The three-minute video below demonstrates how MAGGIE could launch atop NASA’s new megarocket (its towering Space Launch System). The animation then shows the craft carrying the rocket’s payload (with the packed-up MAGGIE inside) separating in space before journeying eight months to Mars. After an ambitious descent and landing (reminiscent of NASA’s successful, though daring, endeavors to land car-sized rovers on Mars), the plane settles on the desert surface.
“You can land any place you feel is interesting.”
Crucially the plane takes off vertically, like a helicopter. That’s essential on a rocky, crater-blanketed world with no runways. “You can land any place you feel is interesting,” Zha said.

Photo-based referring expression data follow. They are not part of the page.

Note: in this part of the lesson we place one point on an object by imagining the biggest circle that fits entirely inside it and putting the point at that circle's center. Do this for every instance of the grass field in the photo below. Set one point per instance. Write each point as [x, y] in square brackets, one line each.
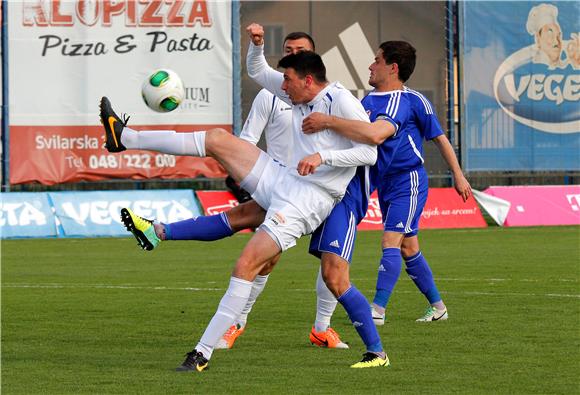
[101, 316]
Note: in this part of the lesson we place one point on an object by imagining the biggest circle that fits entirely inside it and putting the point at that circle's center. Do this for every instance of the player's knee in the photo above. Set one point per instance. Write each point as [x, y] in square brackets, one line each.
[215, 138]
[247, 268]
[269, 266]
[335, 274]
[408, 251]
[246, 215]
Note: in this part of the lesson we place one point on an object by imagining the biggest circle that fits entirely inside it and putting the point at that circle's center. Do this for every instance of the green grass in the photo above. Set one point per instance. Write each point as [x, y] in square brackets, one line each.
[100, 316]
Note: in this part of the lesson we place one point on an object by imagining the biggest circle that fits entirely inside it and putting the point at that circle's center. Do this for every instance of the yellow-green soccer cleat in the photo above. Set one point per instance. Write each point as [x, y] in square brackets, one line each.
[113, 125]
[142, 229]
[371, 360]
[194, 362]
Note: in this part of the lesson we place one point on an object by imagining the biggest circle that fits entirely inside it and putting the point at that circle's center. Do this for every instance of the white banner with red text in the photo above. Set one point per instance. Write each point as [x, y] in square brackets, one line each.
[65, 55]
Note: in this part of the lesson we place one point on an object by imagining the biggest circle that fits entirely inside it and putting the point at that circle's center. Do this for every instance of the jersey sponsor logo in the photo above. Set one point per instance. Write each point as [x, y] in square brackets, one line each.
[544, 74]
[278, 218]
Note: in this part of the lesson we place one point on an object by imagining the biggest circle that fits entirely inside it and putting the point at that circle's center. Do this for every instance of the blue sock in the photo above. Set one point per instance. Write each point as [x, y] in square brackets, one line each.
[359, 312]
[389, 271]
[203, 228]
[419, 271]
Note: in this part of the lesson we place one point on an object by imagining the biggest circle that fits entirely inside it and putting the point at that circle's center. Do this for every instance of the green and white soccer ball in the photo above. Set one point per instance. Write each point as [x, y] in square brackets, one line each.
[163, 90]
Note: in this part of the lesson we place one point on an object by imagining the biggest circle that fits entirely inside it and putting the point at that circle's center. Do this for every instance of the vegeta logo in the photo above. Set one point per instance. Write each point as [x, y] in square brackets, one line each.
[539, 85]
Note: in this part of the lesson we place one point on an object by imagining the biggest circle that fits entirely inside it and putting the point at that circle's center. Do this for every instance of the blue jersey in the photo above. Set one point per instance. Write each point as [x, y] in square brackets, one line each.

To fly on Mars, a MAGGIE plane will need to overcome serious environmental challenges.
That’s because, compared to Earth, the Martian atmosphere is quite thin. Its density is about one percent of Earth’s, making it difficult to generate the lift needed for flight. Yet the MAGGIE plane’s narrow double-wings are designed (conceptually) to produce many times more lift than conventional aircraft on our planet.
The plane is also specially designed for its vertical landing and takeoff abilities. The propellers are almost always facing forward, but by turning the wing flap down to 90 degrees, the airflow from the propellers creates lift. “That will get the plane up vertically,” Zha explained.
In the coming years, Zha and his team will continue to expand their Martian aviation proposal, in hopes of progressing to the next stage of NASA funding. Any such out-of-this-world plan must be realistic. MAGGIE, for example, is currently designed with about a 26-foot (7.85 meters) wingspan — so it could fit and fold inside a large rocket.
“Anything proposed to NASA has to be very, very well thought out,” Zha emphasized.